Do you know someone who is extremely disorganized? My twenty-six year son who is now a software developer was very disorganized when he was younger. Perhaps, it was because he was doing something he was not interested in – school. Starting in fifth grade, he did not bring home his homework, nor write his assignments into his school organizer. The night before a big project was due he would say, “Tomorrow such and such is due.” We would have to go to the store, buy the materials and do the project. I say “we” because I was more stressed out about his homework than he was. Fifteen years later, he is now organized. Why now and not at ten? Maturity? Or is it because he is doing something he very much enjoys?
When my two boys were young, I read books about child rearing. When they were in high school, I gave all the books to the library and told the librarian the books did not work.
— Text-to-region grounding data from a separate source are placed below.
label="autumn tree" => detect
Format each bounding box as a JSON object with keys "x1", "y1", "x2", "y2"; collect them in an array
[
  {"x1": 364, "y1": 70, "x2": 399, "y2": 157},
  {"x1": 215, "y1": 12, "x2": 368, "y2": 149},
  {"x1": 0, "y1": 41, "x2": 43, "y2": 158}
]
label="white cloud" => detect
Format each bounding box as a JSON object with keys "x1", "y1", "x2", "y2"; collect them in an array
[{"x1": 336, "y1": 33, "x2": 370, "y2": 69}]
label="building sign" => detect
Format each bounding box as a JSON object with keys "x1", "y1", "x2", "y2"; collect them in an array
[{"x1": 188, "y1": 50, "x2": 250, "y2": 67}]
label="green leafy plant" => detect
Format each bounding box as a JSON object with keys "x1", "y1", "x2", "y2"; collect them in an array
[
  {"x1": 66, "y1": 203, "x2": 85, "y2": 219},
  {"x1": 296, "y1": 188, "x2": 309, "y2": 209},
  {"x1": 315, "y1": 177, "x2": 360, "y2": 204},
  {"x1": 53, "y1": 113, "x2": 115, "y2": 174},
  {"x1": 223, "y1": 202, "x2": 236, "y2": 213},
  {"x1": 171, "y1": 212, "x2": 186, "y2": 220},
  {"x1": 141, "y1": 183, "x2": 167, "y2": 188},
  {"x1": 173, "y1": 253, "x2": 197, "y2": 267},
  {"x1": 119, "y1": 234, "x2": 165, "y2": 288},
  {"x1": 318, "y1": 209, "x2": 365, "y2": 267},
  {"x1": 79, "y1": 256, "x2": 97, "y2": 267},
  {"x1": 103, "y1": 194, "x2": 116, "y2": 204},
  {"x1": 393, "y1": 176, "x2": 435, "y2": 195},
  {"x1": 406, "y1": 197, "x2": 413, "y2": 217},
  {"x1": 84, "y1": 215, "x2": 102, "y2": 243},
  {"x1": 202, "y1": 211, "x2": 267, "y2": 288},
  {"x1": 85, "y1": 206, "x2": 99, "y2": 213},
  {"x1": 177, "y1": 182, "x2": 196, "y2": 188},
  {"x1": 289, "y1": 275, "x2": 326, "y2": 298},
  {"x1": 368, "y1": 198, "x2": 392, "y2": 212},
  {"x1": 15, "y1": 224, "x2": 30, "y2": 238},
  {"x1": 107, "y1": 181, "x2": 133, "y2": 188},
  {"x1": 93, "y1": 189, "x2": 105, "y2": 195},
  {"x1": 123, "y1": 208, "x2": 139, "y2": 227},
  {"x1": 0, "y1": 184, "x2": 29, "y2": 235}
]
Here are suggestions for getting organized (maybe they will work for you or your family):
- Break the task into chunks. (That’s hard to do when the project is due the next day.)
- Make a checklist and to-do list.
- Teach calendar and time management skills. Write down improtant tasks in a digtal or paper calendar and estimate how much time each task will take.
- Establish daily routines. (We did that. Breakfast, school, dinner as a family, homework, storytime and then bedtime.)
- Introduce idea organizers. (Schools are now doing more of this: not just outlines but web organizers and maps.)
- Use color-coding: Assign colors to each school subject. Use different colored pens when writing and editing.
- Create fun memory aids. Create silly sentences, songs, acronyms or pictures to remember information.
- Create an organized workspace. (In our family, each boy had his own desk.)
- Check backpacks. (Every weekend, I vacuumed out my younger son’s backpack.)
- Help your child think ahead. At bedtime review plans for the next day.
All of these suggestions take help from parents. I gave my boys a lot of help! The help has paid off or something happened because both boys who had difficulty with reading and therefore had difficulty in school are now doing very well. The oldest one (27 year old) is getting his PhD. in Chemistry. (It took him seven years to get his bachelor’s degree.) The youngest one (25 years old), dropped out of high school, passed the high school proficiency test, has yet to finish college but has a good job working as a software developer for Bookings.com.
I hope some of these organizational skills will help you and your family.